As we near the end of the twentieth century, the history of many basic structural elements of the health-care system remains unexplored. One important part of that structure is large, research-oriented academic medical institutions. Within these new creations of the latter half of the century, departments have come to dominate the landscape as never before. Of those departments, perhaps none have been so powerful as departments of internal medicine—in large and rich medical centers, usually the largest and often the richest department, and certainly one of the most important in shaping the structure of health care, educating its practitioners, and using plentiful research funds to create new knowledge. However, contrary to what one might surmise from a cursory scan of the medical history literature, not all of those institutions were located on the Eastern seaboard. Thus, this well-written volume describing the rise of the University of Iowa Department of Internal Medicine “sprung improbably from the cornfields” (p. xxiii) to national prominence will be read with interest, not only by current and former students of that institution, but also by scholars of twentieth-century medical history wishing to broaden their knowledge of that topic to include the central regions of the United States.

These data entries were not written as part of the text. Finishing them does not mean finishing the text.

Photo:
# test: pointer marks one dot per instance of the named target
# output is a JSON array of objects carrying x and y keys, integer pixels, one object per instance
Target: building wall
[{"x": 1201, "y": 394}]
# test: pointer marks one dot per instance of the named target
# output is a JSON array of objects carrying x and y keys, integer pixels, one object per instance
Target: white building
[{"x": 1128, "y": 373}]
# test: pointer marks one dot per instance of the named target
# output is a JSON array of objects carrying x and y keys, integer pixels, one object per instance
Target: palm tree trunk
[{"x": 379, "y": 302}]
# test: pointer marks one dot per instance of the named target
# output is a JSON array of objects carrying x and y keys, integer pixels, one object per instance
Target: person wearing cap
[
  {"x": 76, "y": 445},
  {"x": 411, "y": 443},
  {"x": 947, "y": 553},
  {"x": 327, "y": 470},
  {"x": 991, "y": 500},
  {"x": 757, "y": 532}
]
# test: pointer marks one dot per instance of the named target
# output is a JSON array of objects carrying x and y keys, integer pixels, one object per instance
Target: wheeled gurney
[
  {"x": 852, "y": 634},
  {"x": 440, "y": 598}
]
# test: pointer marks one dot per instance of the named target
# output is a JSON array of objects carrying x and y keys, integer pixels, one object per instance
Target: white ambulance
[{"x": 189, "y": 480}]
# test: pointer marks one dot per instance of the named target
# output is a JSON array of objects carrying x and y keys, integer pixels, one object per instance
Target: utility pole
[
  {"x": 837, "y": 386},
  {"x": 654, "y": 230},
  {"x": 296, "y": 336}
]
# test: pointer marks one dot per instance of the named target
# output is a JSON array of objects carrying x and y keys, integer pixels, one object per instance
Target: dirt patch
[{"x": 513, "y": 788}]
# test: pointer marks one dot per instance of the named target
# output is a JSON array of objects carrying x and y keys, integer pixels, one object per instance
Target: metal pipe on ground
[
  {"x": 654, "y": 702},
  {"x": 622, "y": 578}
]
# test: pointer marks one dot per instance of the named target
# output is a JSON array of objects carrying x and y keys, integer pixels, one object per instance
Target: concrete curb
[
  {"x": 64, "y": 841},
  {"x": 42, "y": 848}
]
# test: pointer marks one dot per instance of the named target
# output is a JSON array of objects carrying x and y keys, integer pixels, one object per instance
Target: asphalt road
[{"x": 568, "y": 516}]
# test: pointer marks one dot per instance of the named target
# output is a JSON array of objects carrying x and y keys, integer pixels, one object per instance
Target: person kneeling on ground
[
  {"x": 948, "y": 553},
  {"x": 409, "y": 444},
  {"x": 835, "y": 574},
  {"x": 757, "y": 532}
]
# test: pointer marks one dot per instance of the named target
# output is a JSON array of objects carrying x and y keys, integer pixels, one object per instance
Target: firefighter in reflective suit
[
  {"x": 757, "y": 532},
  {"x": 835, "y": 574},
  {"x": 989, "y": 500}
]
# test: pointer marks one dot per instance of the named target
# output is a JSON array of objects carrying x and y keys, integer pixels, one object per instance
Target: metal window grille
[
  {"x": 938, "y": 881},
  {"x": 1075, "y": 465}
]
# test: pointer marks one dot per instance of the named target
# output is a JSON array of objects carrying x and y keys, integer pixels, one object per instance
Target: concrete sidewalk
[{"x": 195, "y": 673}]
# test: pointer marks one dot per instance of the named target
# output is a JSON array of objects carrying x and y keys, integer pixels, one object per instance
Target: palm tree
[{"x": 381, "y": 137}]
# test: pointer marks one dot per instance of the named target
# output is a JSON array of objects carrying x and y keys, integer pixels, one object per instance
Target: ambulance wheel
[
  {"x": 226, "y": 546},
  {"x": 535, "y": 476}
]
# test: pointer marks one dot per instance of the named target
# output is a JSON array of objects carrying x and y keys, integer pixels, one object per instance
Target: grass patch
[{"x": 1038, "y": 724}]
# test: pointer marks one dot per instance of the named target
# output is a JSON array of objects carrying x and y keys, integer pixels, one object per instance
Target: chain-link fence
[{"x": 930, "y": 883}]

This systematic history makes good use of archival manuscript material to create a readable narrative of the department over the years. The author is attuned not only to scientific developments but also to social themes, such as concerns about gender balance in the department, and the attempts of leaders to achieve some measure of religious and ethnic diversity in the heartlands.
The volume was commissioned by the University of Iowa Department of Internal Medicine, apparently with the additional financial support of the state medical society and the pharmaceutical industry. While this is an excellent history, such sponsorships must be noted with caution, for at least two reasons. One is the possibility that the source of support could constrain the scope of topics or define the analytic frame of the historian. How free is a historian in such a situation to write a negative assessment of the subject? The second, more subtle, and possibly more dangerous reason is that we could wind up with histories of strong departments and not of weak ones, of survivors rather than those that did not survive.